Recommendation 4 – power down machines that don’t need to be on
This recommendation is a direct mitigation against the threat of hacking (Problem #2).
Remember that every device on your network is a potential entry point for hackers. The only way to reduce the possibility of hacking attack is to reduce your footprint.
Therefore, power down anything that doesn’t need to be accessed during the lockdown. This includes:
- Isolating any routers and switches and taking them offline. Perhaps during a lockdown, only a portion of your subnet needs to be online. Then isolate that subnet, while powering down other subnets.
- Powering down any PCs that won’t be accessed remotely or aren’t needed to support remote access.
- Power down devices like printers – these are known to be potential entry points for hackers.

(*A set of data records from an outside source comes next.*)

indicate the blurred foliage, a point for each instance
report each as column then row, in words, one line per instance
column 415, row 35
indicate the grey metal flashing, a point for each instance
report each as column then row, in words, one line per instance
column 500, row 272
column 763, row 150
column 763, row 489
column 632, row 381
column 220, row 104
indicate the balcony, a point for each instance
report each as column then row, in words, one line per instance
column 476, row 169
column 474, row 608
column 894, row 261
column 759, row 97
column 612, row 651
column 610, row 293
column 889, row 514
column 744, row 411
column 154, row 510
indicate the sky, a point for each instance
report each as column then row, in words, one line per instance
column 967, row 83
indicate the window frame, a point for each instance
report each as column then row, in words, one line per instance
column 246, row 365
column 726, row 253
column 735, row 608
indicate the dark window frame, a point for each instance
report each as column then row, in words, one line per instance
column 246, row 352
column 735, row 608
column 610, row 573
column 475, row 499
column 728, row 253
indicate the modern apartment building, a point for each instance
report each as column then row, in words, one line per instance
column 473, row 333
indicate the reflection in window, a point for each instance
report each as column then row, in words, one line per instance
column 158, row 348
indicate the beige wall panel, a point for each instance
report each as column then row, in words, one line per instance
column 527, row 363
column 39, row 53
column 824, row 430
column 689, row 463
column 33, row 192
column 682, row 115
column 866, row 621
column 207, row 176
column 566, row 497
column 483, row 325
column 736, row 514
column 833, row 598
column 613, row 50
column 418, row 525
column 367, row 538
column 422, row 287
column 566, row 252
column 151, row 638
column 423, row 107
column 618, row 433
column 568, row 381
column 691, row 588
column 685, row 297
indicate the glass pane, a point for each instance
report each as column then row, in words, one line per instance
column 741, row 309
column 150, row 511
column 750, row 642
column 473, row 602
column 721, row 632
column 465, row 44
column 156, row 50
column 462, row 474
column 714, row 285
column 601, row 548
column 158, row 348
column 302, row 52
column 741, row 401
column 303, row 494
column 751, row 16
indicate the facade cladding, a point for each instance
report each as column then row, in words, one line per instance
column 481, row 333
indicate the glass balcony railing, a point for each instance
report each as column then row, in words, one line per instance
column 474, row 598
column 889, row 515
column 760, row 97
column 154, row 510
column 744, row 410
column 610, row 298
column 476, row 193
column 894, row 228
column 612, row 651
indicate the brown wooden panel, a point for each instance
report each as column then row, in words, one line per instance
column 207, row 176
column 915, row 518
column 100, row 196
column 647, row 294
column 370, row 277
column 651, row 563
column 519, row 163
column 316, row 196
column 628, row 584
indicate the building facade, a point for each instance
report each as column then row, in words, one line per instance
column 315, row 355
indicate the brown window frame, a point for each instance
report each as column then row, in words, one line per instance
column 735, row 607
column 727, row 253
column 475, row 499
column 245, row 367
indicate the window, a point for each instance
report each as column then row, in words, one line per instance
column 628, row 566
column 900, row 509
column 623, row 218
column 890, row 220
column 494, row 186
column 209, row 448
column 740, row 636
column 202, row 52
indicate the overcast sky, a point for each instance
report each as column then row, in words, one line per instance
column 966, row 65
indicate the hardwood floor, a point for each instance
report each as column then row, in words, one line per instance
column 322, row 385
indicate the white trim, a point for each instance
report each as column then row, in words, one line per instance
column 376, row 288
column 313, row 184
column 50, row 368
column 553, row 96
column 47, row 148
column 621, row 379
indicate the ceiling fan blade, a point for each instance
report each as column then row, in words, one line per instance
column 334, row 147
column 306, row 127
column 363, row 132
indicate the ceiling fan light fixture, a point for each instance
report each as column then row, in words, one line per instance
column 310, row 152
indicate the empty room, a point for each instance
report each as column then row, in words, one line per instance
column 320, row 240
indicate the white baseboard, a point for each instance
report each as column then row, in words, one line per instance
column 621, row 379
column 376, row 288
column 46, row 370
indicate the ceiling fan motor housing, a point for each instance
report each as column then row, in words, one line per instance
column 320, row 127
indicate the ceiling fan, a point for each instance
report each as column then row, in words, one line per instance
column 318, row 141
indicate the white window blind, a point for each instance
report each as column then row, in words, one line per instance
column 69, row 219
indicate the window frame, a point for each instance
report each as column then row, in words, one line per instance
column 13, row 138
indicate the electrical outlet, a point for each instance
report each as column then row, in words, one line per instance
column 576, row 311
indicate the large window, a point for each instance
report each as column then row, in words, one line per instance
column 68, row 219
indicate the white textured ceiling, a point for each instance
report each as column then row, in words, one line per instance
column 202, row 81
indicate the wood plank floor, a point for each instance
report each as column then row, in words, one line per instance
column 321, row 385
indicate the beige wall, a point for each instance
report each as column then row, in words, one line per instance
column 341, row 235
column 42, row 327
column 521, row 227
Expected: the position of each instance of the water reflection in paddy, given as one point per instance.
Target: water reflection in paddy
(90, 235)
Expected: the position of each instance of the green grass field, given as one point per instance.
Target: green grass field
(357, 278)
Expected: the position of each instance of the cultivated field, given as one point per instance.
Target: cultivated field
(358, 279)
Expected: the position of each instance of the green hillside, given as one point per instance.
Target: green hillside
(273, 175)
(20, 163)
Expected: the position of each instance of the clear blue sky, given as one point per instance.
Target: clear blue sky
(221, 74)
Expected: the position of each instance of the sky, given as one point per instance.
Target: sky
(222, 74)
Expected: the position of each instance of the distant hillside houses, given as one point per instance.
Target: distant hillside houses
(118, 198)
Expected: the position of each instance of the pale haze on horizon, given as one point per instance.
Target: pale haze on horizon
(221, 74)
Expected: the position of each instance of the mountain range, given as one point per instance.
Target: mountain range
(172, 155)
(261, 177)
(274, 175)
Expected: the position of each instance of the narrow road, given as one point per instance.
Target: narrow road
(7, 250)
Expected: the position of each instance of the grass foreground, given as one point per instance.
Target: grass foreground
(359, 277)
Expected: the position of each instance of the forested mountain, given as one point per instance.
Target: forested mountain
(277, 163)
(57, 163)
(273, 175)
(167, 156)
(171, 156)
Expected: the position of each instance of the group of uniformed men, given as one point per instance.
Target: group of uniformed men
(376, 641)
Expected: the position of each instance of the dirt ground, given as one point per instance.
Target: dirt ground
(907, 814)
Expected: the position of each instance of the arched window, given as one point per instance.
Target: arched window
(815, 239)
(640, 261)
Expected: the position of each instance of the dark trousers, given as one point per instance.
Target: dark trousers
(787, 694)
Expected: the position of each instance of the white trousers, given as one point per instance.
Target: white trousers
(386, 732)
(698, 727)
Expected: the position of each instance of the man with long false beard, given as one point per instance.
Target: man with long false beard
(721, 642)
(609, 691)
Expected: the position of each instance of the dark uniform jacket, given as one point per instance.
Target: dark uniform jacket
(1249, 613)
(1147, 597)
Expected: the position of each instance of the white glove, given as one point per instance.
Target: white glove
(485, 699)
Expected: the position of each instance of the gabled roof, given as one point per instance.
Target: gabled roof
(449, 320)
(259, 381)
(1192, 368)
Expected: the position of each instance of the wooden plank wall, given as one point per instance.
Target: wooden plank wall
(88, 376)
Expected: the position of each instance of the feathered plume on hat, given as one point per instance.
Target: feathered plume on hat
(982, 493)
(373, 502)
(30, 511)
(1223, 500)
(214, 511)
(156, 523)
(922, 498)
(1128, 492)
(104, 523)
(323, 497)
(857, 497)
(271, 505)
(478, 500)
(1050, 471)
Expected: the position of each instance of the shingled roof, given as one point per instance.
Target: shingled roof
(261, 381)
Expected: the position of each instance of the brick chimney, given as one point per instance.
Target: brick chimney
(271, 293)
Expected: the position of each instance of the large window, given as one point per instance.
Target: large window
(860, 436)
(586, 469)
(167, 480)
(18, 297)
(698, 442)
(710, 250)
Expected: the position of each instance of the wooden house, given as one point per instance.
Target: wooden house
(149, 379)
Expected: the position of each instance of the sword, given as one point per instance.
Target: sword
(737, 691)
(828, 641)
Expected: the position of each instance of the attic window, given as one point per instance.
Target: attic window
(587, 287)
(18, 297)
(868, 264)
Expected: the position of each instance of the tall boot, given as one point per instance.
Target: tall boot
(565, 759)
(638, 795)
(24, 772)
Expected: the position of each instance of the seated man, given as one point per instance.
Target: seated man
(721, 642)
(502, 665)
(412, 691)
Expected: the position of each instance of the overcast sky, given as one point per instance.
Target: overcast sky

- Turning off guest wifi access – it’s unnecessary given you won’t be having any guests over.
Let’s all stay safe…
Aside from these cyber preparations that I’ve described above, I’d like to extend my best wishes to our friends and clients all over the world. We have so many clients who are already in lockdown – in places like Italy and South-east Asia. I hope that we will get through this Coronavirus pandemic and that the worst will be over within 3 months.